Galaxy decided to restart my container with the following log message:
The container is being stopped because Galaxy is replacing the machine it's running on
Anyone know the reason(s) that would cause such an action. I only have one container at the moment so it causes service interruption for a few minutes which, admittedly, is only mildly annoying at this juncture for me.
EU upgrades happened earlier on. I am also on EU. US upgrade is happening right now. My containers don’t get replaced anymore. Yours should be fine too.

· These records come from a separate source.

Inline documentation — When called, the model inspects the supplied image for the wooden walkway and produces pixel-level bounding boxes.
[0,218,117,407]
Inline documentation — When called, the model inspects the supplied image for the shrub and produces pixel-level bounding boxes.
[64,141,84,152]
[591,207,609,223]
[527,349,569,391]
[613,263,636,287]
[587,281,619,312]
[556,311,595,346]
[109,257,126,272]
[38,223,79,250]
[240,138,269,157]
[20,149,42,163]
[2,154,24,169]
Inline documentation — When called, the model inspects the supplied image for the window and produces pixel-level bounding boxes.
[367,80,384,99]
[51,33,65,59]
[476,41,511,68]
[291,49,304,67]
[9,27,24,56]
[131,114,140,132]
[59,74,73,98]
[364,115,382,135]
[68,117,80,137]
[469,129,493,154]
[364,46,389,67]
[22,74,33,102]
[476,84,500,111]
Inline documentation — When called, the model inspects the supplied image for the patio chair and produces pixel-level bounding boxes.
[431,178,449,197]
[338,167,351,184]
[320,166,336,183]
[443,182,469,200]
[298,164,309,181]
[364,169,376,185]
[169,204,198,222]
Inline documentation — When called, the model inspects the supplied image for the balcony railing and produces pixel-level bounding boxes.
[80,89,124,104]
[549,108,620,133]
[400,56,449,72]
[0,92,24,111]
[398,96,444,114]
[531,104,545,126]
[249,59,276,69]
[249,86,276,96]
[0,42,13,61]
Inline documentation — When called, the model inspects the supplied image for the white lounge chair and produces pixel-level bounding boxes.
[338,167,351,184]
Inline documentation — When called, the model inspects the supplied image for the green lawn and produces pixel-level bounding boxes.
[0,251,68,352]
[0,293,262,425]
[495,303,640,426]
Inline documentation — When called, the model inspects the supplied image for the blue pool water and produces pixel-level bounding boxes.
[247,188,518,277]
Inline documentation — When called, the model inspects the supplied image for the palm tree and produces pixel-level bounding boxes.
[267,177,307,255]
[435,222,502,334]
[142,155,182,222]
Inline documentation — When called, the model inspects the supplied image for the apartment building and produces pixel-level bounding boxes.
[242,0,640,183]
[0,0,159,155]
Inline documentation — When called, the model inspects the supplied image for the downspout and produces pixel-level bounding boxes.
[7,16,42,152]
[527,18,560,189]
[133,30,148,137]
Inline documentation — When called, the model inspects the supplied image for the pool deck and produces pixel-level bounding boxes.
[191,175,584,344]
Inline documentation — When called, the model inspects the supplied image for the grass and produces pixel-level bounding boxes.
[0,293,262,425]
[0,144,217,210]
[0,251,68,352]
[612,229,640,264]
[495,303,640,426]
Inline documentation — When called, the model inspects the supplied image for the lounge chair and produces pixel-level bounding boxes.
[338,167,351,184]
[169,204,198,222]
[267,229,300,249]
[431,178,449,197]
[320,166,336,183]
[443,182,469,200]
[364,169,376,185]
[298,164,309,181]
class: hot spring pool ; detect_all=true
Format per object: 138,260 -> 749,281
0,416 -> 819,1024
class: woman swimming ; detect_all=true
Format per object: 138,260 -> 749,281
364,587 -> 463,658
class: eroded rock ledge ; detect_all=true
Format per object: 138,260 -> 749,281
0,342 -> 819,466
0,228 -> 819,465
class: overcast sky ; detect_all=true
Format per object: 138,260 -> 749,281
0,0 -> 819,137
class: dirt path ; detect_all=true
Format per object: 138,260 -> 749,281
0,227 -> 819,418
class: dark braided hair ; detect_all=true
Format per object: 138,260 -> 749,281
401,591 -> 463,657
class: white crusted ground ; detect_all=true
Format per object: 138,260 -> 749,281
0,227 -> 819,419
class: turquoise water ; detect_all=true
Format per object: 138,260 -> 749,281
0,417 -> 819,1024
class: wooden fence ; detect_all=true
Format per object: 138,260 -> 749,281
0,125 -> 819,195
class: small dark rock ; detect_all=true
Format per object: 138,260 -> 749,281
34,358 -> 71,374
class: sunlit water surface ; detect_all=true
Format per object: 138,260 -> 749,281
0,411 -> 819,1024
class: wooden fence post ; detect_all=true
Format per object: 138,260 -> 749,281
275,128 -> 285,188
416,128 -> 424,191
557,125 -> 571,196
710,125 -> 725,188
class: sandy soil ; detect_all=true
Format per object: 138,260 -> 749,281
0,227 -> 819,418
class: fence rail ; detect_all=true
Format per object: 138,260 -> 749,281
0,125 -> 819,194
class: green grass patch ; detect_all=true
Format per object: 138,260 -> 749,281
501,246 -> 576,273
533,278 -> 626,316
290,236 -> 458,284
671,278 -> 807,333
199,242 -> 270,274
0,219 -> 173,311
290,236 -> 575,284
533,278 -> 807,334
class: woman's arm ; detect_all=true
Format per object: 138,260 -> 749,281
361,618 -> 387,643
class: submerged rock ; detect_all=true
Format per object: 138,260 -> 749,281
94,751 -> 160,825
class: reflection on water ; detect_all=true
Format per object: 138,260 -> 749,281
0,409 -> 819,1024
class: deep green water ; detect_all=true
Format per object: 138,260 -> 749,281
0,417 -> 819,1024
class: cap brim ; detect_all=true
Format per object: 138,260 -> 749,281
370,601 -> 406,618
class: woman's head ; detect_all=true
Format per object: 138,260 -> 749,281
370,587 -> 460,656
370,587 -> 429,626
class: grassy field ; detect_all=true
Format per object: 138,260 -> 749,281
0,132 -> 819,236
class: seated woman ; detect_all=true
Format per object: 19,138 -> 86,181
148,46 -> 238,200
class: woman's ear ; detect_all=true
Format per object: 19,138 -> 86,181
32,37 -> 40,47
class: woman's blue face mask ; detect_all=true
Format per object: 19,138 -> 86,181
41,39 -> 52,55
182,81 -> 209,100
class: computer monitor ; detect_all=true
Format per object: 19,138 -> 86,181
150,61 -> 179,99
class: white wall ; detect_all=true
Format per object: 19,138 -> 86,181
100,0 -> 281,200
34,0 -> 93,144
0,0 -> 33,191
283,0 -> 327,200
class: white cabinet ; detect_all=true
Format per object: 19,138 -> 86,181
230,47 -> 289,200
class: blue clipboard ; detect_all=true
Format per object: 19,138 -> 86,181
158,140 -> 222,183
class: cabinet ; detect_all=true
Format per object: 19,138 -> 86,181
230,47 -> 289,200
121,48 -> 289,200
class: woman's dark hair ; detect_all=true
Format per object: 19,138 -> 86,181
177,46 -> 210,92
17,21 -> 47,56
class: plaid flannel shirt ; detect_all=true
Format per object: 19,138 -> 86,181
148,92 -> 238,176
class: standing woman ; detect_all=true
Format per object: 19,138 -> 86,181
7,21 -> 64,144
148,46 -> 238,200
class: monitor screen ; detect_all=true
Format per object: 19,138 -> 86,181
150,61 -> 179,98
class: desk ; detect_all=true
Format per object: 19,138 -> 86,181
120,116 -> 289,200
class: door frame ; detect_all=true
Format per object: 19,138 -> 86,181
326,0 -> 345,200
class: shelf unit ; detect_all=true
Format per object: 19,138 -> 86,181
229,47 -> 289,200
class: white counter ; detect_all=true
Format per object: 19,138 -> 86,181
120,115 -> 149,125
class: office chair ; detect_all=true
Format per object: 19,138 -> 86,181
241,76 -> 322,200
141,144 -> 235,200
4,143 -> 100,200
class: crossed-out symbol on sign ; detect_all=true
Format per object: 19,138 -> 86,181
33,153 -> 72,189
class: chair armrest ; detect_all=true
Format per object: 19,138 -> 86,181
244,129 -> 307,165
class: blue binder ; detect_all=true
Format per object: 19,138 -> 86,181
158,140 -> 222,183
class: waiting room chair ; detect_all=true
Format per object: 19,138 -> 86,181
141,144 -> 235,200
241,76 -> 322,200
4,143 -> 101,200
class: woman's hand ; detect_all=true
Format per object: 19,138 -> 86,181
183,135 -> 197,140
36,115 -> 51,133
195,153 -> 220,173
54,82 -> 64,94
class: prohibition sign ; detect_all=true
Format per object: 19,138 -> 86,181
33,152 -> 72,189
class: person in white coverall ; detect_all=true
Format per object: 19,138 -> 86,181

I was affected by this same issue this morning, but my container didn’t restart and it was the only container in the app. And it also was not crashing prior to this maintenance upgrade, it’s been running fine for weeks. My log has the The container is being stopped because Galaxy is replacing the machine it's running on. message, but then the container is sitting on yellow status.
When I visit my app using this container, it displays the following message in the browser:
502 Bad Gateway: Registered endpoints failed to handle the request.
And of course, I had critical users that were affected by this and my phone and email blew up thsi morning. Thanks Galaxy, you may have just cost me a really good customer. This was embarrassing.
See the image for the yellow container. After noticing the problem, I started two more containers just in case any of them went down again because of the upgrade, but they ran fine. I also have several other apps and containers in the same region and none of them failed to restart like this.
Happened to me just now, no notice, nothing. Just in the middle of using our own app and boom, lights go off:
The container is being stopped because Galaxy is replacing the machine it's running on
Thanks guys, no autoscaling but silently restarting our production system. I guess sooner or later we will take our apps off Galaxy and rather run them ourselves, as we dive more and more into managing our infrastructure with Terraform anyway!
An alternative to Galaxy for those who may be looking is NodeChef. In the rare case that we have to replace machines, our zero downtime deployment and migration feature ensures that no container or app is stopped. NodeChef coordinates code updates and migrations with precision to ensure a seamless upgrade/migration experience for all connected clients.
Bumping this again. I still see this message all the time.
The container is being stopped because Galaxy is replacing the machine it's running on.
Is it whenever Galaxy gets a new version or something? I run a lot of containers so I see this often. Usually at least once a week. The hiccup that occurs when this happens causes connected clients to miss DDP calls and messes up my real-time gaming app.
@filipenevola What’s the reason this happens? And can it be reduced?